How should I change the above code to make it display the following:

List(1, 2)

i.e. override val t sets the value of t for u in the trait T?

Answer 1

One way to do this is to delay evaluation of u by using def or lazy val as follows:

trait T {
  def t = 3
  def u = 1::t::Nil
}

class U extends T {
  override def t = 2
}

(new U).u

or

trait T {
  val t = 3
  lazy val u = 1::t::Nil
}

class U extends T {
  override val t = 2
}

(new U).u 

The differences are as follows:

• val makes an expression evaluate during initialization
• def makes an expression evaluate each time u is used
• lazy val makes it evaluated on first u usage and caches the result

Answer 2

Try using an early initializer:

scala> trait T {
     |   val t = 3
     |   val u = 1::t::Nil
     | }
defined trait T

scala> class U extends {
     | override val t = 2;
     | } with T
defined class U

scala> (new U).u
res1: List[Int] = List(1, 2)

See e.g. here for more information about early initialization.

Answer 3

All scala declarative style is just an illusion. Scala is build upon a jvm and works like java.
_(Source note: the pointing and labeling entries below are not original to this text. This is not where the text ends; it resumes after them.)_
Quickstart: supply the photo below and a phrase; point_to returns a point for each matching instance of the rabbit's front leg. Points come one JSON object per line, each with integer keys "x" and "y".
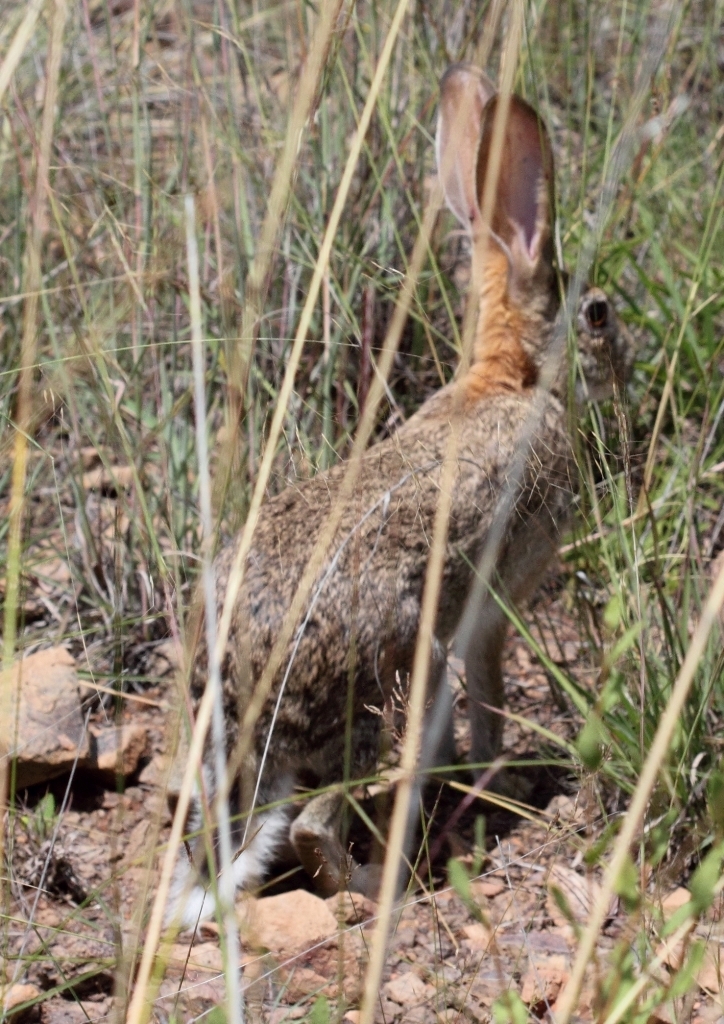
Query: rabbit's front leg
{"x": 315, "y": 838}
{"x": 484, "y": 684}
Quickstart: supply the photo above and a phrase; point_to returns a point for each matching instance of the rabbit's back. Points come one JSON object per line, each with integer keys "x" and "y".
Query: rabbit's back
{"x": 362, "y": 621}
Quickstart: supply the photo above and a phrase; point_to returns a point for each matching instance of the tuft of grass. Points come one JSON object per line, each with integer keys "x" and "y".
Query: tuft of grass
{"x": 148, "y": 103}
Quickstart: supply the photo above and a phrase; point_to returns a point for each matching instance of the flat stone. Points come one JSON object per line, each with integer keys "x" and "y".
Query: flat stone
{"x": 408, "y": 989}
{"x": 288, "y": 924}
{"x": 14, "y": 997}
{"x": 43, "y": 728}
{"x": 119, "y": 751}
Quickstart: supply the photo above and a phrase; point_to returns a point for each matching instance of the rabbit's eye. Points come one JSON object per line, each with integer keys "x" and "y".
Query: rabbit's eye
{"x": 597, "y": 314}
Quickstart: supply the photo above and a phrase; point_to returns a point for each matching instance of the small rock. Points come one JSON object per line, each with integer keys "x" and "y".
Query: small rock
{"x": 44, "y": 730}
{"x": 673, "y": 900}
{"x": 408, "y": 989}
{"x": 109, "y": 481}
{"x": 205, "y": 956}
{"x": 478, "y": 936}
{"x": 544, "y": 980}
{"x": 281, "y": 1014}
{"x": 302, "y": 982}
{"x": 288, "y": 924}
{"x": 581, "y": 894}
{"x": 351, "y": 907}
{"x": 15, "y": 996}
{"x": 119, "y": 751}
{"x": 490, "y": 888}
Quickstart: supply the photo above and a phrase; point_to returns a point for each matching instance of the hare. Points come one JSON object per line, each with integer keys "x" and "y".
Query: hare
{"x": 368, "y": 596}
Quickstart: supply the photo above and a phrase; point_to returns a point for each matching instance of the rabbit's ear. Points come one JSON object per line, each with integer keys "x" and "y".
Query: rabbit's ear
{"x": 524, "y": 208}
{"x": 464, "y": 93}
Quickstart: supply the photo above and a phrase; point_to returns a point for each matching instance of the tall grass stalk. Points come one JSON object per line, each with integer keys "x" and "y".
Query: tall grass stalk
{"x": 237, "y": 573}
{"x": 435, "y": 564}
{"x": 639, "y": 802}
{"x": 224, "y": 886}
{"x": 29, "y": 347}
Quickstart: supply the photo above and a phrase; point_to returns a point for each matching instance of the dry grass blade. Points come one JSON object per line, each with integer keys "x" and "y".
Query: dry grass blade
{"x": 225, "y": 881}
{"x": 637, "y": 808}
{"x": 273, "y": 216}
{"x": 237, "y": 574}
{"x": 20, "y": 39}
{"x": 433, "y": 576}
{"x": 24, "y": 409}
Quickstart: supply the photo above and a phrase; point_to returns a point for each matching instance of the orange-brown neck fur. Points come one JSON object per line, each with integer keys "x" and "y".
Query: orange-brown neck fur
{"x": 500, "y": 360}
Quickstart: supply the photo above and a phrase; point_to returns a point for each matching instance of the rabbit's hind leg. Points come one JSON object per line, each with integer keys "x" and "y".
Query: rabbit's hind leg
{"x": 192, "y": 899}
{"x": 315, "y": 838}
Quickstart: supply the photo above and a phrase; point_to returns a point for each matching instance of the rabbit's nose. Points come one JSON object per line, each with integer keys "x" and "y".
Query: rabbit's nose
{"x": 596, "y": 312}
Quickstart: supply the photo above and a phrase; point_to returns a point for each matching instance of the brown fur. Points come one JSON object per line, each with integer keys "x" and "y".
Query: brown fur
{"x": 360, "y": 627}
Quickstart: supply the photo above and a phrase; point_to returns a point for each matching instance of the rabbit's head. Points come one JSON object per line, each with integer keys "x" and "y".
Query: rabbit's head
{"x": 496, "y": 164}
{"x": 605, "y": 349}
{"x": 511, "y": 233}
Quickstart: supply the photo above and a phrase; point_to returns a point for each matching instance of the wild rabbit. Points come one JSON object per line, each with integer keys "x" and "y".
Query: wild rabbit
{"x": 368, "y": 596}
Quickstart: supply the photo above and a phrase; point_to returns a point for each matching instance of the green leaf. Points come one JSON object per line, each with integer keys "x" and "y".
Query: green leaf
{"x": 705, "y": 879}
{"x": 321, "y": 1011}
{"x": 715, "y": 800}
{"x": 627, "y": 885}
{"x": 613, "y": 611}
{"x": 684, "y": 977}
{"x": 589, "y": 742}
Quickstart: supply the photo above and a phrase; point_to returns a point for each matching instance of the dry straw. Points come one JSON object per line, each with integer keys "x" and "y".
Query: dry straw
{"x": 140, "y": 1004}
{"x": 24, "y": 409}
{"x": 418, "y": 686}
{"x": 639, "y": 803}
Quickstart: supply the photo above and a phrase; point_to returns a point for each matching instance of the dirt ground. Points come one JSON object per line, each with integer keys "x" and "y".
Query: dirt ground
{"x": 76, "y": 895}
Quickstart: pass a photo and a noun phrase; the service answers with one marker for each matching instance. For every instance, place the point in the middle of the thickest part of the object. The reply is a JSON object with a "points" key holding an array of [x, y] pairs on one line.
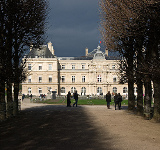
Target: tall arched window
{"points": [[40, 90], [83, 91], [114, 90], [135, 90], [125, 90], [63, 91], [29, 90], [73, 89], [99, 90], [99, 79]]}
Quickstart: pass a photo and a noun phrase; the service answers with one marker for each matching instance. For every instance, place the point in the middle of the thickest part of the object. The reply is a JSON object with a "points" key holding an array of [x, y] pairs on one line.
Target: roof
{"points": [[41, 52]]}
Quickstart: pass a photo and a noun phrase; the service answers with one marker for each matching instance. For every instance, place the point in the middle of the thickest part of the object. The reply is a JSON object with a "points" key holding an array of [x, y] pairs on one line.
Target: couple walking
{"points": [[117, 100], [69, 99]]}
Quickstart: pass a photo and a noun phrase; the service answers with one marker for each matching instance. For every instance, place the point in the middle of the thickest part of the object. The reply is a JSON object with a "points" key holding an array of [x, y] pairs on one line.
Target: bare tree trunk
{"points": [[131, 98], [139, 97], [156, 84], [9, 100], [148, 97], [2, 101], [15, 103]]}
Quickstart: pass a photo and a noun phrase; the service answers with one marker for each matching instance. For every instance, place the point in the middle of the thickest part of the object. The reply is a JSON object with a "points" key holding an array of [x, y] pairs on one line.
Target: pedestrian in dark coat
{"points": [[116, 100], [69, 99], [76, 98], [108, 99]]}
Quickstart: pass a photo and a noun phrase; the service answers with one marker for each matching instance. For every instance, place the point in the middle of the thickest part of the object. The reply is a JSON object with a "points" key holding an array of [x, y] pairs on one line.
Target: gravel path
{"points": [[57, 127]]}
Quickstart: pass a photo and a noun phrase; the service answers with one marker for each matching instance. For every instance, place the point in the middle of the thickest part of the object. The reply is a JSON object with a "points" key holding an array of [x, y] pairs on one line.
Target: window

Evetything is a class and should be independent on its usage (java is not c++ and supports incremental build with its pros and cons). Every trait has its own initialization code and multi-trait class runs respective initialization code one by one. If you use some AnyRef that is declared only in a subclass than that its value will be set for null during initialization.

I guard myself with specifing convention rule: every val should be either final or lazy (why using plain val in non-final classes) . So I don't care about initialization order and may pretend further that I'm using declarative language.

Also I'm using option -Xcheckinit: Add runtime check to field accessors.